In February 2007, as part of this campaign, Palestinian trade union bodies appealed directly for support, including a request for international labor to cut ties with the Histadrut, the Zionist labor federation. Although these calls have received wide-ranging support from trade unionists in South Africa, the UK, Ireland, Canada, Norway, and elsewhere, Labor Zionism remains ubiquitous in the United States.
This first dates to the Balfour Declaration in 1917 and establishment of the Histadrut in 1920. Such US Labor Zionism grew rapidly in the 1940s, as a combined result of the Nazi Holocaust, the Cold War, neocolonialism, and the USSR’s pivotal support for establishment of the Israel state. Even then, however, it has never had significant working-class roots. Since the Nakba of 1947–49,
Labor Zionism in the United States has been promoted by the Histadrut’s US mouthpiece, the Jewish Labor Committee (JLC). Through such efforts, closely coordinated with Israeli officials, the JLC has organized trade union leaders’ support for Zionism.

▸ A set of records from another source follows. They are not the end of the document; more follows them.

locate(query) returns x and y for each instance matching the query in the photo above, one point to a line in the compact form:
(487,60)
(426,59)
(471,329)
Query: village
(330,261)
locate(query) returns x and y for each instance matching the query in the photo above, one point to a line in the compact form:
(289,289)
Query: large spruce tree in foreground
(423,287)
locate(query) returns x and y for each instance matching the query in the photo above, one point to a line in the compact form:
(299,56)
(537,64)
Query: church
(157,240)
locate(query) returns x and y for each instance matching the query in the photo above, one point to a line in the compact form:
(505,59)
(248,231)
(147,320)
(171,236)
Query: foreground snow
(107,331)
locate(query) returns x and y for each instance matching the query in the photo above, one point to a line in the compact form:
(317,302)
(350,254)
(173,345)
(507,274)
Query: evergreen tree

Notable challenges to this dominant Labor Zionism began in the late 1960s. These include positions taken by the League of Revolutionary Black Workers in 1967 and wildcat strikes against the United Auto Workers (UAW) leadership’s support for Israel in 1973.
Since September 11, 2001, Israel’s wars and other apartheid policies have been challenged by New York City Labor Against the War (NYCLAW), Labor for Palestine, ILWU Local 10 dockworkers, UAW Local 2865 graduate students at the University of California, the United Electrical Workers, and others.
Increasingly, such efforts have made common cause with racial justice and other movements, and—at the margins—have begun to crack Labor Zionism’s seemingly impregnable hold in the United States. These recent developments run parallel to, and draw inspiration from, the American Studies Association’s own endorsement of BDS on December 13, 2013.